UX Concept Project | 4 days | Individual
The below case study showcases a summary of the project. To read my full UX process please click here.
Overview
This app makes it easier to discover super tailored recommendations of shows to watch, without needing to browse through all your streaming services.
I created this concept project as part of General Assembly’s UX design course, whereby I needed to solve a problem for a classmate by creating a simple mobile app. This project undertook a lean UX method of working and focused on rapid prototyping, with end deliverables of a paper prototype and a final presentation.
Research Methods + Deliverables
User interviews
Experience mapping, storyboarding, user flow
Ideation, low fidelity screens, usability tests and a paper prototype.
Software
Marvel for prototyping the paper screens.
Highlights + Challenges
My favourite part of this project was thinking out of the box to conceptualise an array of ideas to help address my user’s problem, from famous soundtracks to gamification. My original idea of creating a survey-based solution had a complicated user flow that would have taken days to build. Although it answered my user’s frustrations and would have technically worked well, I had to sadly let the idea go due to the short time span of the project.
Constraints
Considering this was a 4-day project, I had to find a quick and easily implementable solution to the problem - which was my classmate, Ciaran, not being able to find something suitable to watch across his streaming services. Any idea which would take more than a day to map out and prototype couldn’t be used.
Understanding the problem through exploratory research
After conducting two interviews with my classmate Ciaran, I absorbed his frustrations about his movie watching habits which were difficult for him to shake off. He feels like he watches the same movies and shows repeatedly because it’s easy to — he would love to watch new shows, but to find one that he really liked would take a big chunk of time from his evening.
I also understood his plea for wanting a more streamlined searching experience when looking for recommendations, with suggestions that were actually relevant to him so he didn’t have to waste time browsing.
While this exploratory research uncovered a variety of Ciaran’s needs, I focused on the three main takeaways.
He can’t keep track of all the streaming services he’s subscribed to.
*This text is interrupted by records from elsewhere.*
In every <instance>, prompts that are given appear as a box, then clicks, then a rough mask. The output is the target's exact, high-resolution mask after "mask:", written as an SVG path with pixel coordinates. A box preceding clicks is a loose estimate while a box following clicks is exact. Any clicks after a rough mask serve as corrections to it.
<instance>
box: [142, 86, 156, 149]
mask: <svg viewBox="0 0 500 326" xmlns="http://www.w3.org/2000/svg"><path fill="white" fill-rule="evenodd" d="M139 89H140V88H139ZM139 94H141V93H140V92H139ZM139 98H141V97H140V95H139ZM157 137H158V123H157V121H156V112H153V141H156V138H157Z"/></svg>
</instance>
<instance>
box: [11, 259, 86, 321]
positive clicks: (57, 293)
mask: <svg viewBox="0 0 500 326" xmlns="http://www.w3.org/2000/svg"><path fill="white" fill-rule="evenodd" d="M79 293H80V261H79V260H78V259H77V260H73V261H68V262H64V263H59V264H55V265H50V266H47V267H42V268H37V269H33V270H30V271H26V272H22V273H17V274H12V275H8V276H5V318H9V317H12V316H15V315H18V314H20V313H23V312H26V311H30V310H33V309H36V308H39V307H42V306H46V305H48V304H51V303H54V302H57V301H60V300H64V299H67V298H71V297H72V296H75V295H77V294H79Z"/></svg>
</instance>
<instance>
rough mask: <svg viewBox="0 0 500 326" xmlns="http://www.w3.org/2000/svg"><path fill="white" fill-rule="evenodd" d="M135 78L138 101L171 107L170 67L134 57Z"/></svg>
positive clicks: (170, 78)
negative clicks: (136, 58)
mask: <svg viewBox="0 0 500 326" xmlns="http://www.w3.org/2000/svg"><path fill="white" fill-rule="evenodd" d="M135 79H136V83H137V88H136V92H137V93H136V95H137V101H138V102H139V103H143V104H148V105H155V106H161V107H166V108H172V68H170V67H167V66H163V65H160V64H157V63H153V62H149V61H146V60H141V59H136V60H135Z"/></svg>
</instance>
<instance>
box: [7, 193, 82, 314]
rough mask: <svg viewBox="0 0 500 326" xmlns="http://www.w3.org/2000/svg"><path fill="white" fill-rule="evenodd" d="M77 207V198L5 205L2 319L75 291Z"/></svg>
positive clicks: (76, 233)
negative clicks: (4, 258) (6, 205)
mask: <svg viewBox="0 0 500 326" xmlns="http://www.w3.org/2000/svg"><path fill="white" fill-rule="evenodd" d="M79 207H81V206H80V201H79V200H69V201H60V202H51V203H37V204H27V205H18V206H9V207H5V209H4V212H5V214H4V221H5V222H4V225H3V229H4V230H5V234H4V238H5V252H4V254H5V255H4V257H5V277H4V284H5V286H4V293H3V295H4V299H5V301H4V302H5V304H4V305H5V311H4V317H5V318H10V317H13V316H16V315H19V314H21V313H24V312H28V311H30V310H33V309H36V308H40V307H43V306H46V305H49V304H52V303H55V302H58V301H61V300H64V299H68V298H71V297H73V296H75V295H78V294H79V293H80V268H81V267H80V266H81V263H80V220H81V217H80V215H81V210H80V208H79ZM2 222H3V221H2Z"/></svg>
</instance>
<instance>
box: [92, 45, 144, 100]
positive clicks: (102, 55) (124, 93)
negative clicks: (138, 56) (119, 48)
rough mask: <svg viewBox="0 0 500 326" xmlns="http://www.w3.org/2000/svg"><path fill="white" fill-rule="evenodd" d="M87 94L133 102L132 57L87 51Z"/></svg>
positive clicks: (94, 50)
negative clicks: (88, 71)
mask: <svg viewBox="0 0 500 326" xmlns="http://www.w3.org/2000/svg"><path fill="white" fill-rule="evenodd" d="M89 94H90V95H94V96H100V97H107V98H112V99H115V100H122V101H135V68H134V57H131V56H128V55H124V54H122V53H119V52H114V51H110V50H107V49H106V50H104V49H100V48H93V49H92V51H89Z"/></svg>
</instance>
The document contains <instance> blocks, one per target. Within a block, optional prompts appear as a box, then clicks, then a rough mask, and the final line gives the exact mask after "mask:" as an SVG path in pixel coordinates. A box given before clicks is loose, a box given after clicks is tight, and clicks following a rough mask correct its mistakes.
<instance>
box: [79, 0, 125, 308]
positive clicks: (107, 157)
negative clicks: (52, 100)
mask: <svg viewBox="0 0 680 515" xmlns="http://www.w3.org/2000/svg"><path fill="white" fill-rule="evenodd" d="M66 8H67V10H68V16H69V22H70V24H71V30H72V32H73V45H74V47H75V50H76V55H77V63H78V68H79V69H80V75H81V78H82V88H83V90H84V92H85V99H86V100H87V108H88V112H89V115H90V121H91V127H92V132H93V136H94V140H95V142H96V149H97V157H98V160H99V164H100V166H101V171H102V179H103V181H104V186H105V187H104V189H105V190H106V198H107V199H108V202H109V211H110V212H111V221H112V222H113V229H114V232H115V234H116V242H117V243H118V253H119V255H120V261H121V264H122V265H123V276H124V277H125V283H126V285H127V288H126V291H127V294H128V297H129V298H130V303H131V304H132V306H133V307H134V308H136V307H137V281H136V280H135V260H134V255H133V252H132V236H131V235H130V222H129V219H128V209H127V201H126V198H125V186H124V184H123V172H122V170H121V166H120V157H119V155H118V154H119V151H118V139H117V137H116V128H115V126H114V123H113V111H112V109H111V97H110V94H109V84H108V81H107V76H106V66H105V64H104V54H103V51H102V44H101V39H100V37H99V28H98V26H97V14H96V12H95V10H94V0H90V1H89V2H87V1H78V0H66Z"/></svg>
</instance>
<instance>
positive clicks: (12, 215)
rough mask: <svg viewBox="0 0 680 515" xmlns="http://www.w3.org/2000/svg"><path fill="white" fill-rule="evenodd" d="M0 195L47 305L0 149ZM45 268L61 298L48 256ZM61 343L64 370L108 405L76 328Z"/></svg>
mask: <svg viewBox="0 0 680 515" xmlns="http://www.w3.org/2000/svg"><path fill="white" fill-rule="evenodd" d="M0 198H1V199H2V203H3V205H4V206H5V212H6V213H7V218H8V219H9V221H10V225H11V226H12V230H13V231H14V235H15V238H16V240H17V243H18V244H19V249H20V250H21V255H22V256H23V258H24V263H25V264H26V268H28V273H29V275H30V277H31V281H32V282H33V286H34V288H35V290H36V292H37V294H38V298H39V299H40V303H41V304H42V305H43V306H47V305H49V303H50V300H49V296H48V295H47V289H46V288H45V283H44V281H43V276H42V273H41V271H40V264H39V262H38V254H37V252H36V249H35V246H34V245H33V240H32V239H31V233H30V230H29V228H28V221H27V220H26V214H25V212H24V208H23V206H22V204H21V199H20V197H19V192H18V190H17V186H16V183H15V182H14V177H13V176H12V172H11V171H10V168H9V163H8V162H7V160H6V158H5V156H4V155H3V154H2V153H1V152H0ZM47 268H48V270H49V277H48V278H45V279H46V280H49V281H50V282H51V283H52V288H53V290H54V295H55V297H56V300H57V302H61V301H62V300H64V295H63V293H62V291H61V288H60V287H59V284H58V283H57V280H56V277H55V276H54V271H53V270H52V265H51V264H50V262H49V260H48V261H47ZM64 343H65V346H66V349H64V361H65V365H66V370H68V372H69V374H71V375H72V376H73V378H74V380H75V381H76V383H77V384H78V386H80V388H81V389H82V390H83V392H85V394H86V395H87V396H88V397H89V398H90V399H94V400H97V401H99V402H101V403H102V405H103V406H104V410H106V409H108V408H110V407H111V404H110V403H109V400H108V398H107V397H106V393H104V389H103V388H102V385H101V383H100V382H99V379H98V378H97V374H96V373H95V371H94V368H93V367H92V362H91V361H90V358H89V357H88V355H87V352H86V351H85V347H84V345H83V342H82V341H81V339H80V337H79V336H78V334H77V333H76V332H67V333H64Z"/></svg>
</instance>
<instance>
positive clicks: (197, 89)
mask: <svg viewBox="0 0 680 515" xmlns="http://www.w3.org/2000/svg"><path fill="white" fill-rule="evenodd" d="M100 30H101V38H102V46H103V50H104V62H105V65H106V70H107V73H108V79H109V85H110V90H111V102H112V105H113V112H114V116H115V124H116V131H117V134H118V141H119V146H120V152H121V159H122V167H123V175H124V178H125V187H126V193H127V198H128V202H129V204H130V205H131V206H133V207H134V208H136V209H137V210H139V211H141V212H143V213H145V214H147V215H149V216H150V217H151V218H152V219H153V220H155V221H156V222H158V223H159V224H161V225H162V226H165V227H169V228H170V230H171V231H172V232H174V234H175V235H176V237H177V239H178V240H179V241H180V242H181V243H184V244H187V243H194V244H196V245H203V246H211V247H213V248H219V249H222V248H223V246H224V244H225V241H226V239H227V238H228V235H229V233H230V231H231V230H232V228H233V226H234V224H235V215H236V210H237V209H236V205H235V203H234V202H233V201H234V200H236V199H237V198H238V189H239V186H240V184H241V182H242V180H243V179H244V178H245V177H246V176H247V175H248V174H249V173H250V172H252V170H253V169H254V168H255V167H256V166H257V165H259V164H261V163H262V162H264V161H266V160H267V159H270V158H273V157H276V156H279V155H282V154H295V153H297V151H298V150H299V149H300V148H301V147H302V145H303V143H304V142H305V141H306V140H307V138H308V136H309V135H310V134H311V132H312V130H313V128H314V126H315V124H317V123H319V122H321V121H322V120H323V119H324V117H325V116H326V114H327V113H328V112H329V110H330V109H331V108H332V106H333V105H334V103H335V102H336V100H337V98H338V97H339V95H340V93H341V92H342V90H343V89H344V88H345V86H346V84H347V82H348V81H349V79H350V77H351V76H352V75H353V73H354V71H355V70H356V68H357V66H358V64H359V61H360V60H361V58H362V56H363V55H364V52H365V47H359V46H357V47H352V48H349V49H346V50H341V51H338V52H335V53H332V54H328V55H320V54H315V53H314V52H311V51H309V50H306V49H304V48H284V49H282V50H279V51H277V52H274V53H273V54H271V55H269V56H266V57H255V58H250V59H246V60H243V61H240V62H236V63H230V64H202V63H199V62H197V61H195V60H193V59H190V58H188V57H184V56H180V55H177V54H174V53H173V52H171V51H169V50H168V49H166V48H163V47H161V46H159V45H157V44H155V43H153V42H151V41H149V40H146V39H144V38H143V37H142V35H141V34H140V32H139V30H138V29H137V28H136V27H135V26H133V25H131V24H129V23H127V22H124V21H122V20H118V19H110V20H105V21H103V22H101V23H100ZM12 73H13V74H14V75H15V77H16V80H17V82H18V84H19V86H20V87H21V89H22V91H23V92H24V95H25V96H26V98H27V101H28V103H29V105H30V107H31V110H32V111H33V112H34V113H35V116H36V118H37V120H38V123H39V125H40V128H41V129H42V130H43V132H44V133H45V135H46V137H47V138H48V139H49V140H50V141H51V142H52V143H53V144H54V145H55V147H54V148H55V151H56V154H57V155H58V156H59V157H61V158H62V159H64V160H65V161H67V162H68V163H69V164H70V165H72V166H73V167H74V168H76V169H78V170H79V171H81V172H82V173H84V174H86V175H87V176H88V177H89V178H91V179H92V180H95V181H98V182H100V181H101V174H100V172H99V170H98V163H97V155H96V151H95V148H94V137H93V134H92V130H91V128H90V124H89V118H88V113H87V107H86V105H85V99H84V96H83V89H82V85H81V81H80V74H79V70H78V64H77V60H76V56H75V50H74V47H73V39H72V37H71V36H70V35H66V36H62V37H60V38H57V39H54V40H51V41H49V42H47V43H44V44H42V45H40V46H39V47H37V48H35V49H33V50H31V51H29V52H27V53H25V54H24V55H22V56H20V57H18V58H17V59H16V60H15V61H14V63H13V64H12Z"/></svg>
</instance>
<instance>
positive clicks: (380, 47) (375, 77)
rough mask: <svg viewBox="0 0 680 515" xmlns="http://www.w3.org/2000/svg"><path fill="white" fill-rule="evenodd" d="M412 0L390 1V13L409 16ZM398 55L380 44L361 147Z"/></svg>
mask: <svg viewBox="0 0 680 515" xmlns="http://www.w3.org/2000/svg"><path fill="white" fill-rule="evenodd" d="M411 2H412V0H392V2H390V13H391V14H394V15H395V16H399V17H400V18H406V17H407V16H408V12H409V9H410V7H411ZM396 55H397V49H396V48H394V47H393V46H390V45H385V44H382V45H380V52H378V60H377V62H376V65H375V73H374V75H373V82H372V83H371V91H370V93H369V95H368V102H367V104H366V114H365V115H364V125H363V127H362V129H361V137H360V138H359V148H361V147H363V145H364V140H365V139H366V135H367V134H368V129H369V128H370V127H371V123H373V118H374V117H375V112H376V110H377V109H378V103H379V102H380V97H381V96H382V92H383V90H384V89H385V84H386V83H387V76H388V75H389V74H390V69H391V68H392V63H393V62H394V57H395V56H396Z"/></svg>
He comes home from work and watches the same movies and series over again — therefore, he wants to be inspired.
He spends a large chunk of time scrolling through irrelevant recommendations when what he really wants to do is find something quickly to watch while he eats dinner, knowing that he has a high chance of enjoying it.
Lastly, a point that wasn’t crucial but worth noting, was that movies directed by certain trusted film directors are important to him.
After ideating on potential solutions, I ensured to answer the problem statement and deliver the idea in the given timeframe.
The solution was an app where Ciaran could sync his desired streaming services, create a profile, and generate a super tailored movie to watch for that evening according to his exact preferences. This would be all be done through an algorithm, so there’s an assumption that this technology already exists.
The paper prototype incorporated key pieces of feedback received from the usability tests and provided solutions for Ciaran’s main frustrations
Ciaran said that he could not keep track of all his streaming services, so the sync feature in the app will combine all his services into one and conduct a search through them all. He also wants to be inspired and find more tailored movie recommendations. Creating a personalised profile will allow him to express his personal choices in more detail so the algorithm can find a suitable movie for him to watch. Please note that not all features are functional within the prototype.
Measuring success
With a higher frequency of use, the app’s algorithm will be able to provide more relevant and useful suggestions. Success would therefore be measured by the number of times the “watch now” button was selected per use, and the number of times "save for later” was selected. This would indicate if the app was doing its job, considering the user’s profile information was correctly entered. Other trackable metrics would include the number of downloads, uninstalls, retention rate and reviews.